# trolling motor question



## 71nova (Jan 9, 2008)

I have an eighteen and a half foot bayliner cuddy cabin. I want to add a trolling motor so I dont' have to change props on my outdrive everytime I want to go faster than five mph. Is there a minimum hp that I should consider to push this boat with or will, say a five horse work just fine?


----------



## luv2fsh&hnt (Sep 22, 2007)

My buddy has a bayliner capri I think and he uses a 9 horse yamaha for a kicker.


----------



## Grandpa D (Sep 7, 2007)

My son is using a 5 horse on his 18' boat. The wind will turn his boat around and the 5 horse won't keep up with it.
I would suggest a 9 horse.

I have a 15' tri hull and a 5 horse works fine with it.


----------



## DallanC (Jan 13, 2009)

How do you guys hook up steering with your kickers?
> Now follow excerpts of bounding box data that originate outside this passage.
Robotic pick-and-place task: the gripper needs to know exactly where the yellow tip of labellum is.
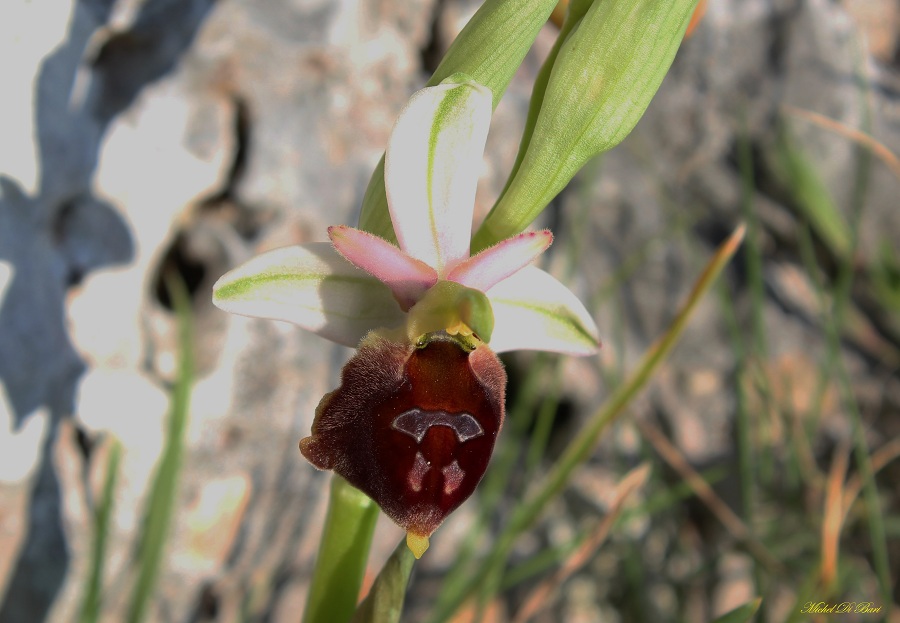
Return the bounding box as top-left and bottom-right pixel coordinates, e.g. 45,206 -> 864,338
406,532 -> 428,560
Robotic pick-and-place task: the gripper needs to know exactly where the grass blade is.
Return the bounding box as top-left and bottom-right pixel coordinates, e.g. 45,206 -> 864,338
431,225 -> 746,621
353,539 -> 416,623
127,276 -> 194,623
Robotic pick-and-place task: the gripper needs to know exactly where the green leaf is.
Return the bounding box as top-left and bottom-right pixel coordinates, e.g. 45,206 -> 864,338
496,0 -> 591,211
712,597 -> 762,623
353,541 -> 416,623
472,0 -> 697,253
303,474 -> 378,623
359,0 -> 556,242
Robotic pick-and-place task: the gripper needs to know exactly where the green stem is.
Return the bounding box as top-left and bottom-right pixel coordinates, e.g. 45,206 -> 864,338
303,474 -> 378,623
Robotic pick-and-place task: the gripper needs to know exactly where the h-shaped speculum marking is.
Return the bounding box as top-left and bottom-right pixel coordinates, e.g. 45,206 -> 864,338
391,409 -> 484,444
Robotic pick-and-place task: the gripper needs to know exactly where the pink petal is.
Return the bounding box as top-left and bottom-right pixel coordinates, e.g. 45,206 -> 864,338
447,229 -> 553,292
328,225 -> 438,311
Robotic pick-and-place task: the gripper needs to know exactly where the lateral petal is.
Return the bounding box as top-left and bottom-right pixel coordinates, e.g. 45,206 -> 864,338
486,266 -> 600,355
213,242 -> 405,346
447,229 -> 553,292
328,225 -> 437,311
384,76 -> 492,276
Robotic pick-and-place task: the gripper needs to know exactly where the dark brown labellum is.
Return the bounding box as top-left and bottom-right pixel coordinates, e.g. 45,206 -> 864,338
300,333 -> 506,548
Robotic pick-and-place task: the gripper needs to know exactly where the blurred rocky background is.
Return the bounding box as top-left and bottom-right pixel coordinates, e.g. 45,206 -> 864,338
0,0 -> 900,623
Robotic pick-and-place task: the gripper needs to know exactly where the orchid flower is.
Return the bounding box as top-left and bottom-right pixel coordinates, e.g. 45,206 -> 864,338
213,75 -> 599,557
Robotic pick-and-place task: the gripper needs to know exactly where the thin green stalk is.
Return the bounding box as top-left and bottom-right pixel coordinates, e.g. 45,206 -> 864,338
303,474 -> 378,623
79,439 -> 122,623
128,275 -> 194,623
431,226 -> 745,621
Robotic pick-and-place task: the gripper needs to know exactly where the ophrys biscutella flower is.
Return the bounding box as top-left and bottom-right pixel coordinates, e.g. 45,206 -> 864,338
213,76 -> 599,556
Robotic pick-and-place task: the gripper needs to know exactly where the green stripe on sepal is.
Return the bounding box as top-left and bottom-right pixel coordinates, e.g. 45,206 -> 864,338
472,0 -> 697,252
213,242 -> 405,346
359,0 -> 556,242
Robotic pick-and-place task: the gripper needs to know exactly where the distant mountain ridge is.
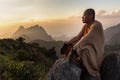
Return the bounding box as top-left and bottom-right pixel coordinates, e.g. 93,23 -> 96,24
12,25 -> 54,42
104,24 -> 120,45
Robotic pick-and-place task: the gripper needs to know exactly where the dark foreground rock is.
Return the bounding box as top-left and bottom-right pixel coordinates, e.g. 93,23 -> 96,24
100,53 -> 120,80
45,53 -> 120,80
44,58 -> 81,80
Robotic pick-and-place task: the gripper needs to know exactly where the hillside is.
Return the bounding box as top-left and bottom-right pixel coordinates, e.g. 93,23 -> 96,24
0,38 -> 58,80
12,25 -> 54,42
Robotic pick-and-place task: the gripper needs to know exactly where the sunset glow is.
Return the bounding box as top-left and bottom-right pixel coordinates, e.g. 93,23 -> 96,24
0,0 -> 120,38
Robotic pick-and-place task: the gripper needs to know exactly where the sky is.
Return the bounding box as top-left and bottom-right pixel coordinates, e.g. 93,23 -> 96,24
0,0 -> 120,38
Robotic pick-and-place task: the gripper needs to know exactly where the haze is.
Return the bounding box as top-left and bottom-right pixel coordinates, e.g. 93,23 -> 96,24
0,0 -> 120,38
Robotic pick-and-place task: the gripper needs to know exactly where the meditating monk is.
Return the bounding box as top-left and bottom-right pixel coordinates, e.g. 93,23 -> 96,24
61,8 -> 104,80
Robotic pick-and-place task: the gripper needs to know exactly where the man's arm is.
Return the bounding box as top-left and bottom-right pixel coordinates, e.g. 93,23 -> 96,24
67,26 -> 85,44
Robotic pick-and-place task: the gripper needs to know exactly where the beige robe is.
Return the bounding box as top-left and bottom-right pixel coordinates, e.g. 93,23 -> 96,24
74,21 -> 104,77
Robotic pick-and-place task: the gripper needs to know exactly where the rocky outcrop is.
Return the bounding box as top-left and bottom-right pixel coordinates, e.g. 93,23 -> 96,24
100,53 -> 120,80
44,58 -> 81,80
44,53 -> 120,80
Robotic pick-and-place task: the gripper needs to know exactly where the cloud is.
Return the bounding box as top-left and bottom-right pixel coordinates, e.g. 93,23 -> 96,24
96,10 -> 120,19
Do you lean over and steer with the kicker, hook the kicker to your primary outboard and steer with steering wheel etc etc? I've long thought about getting a kicker but with the positioning of our transom and the downriggers, I dont have access to lean over and steer that way.

Right now we use a troll plate on the outboard which keeps us in the +1.8mph range. Works fine, just uses a big more fuel.


-DallanC


----------



## Grandpa D (Sep 7, 2007)

I use the rod that connects the troller to the main.
My son uses an electric control on his.
It's nice, you just set the speed and then control the motor with a remote switch.
Costs more than my system though.


----------



## Bhilly81 (Oct 18, 2009)

you just use a rod that mounts from the kicker to the main motor and they will both turn all the same with the turn of the wheel the seven horse that i have has the mounting bracket for that rod mount


----------



## DallanC (Jan 13, 2009)

Thanks for the info guys!


-DallanC


----------



## 71nova (Jan 9, 2008)

yeah thanks guys


----------



## 71nova (Jan 9, 2008)

now i wonder if it would interfere with my trim tabs. On the back I have a one third "swim deck", an outdrive, a downrigger, trim tabs, my fishfinder, a rod holder. It seems to me that the only place for the motor would be between my outdrive and downrigger/trim tab. I don't really want a front mount because then 
I would have to climb out on the cuddy, that would still be better than a 9 pitch prop though.


----------



## BROWN BAGGER (Sep 13, 2007)

I have a 5 hp on my 20' alumacraft. I have other problems from the motor than hp. it's called a short fat shaft  The 5 hp merc pushes my boat just fine; wind or not. I just don't have reverse. That's what I have to live with, cause I couldn't afford a new long shaft and the motor came off my smaller boat.

71nova, buy a kicker motor mount the extends and mounts to the transom. you have tons of adjustment and it wont interfere with the tabs and electronics. swim deck is another problem' but you have 2 sides of the boat


----------



## Gumbo (Sep 22, 2007)

Look into a mounting system or a hydraulic lift for the kicker rather hanging it off the transom. I also recommend a 4-stroke kicker so it draws fuel from the main fuel tank; no need for separate tanks or mixing (assuming your big motor is oil injected).


----------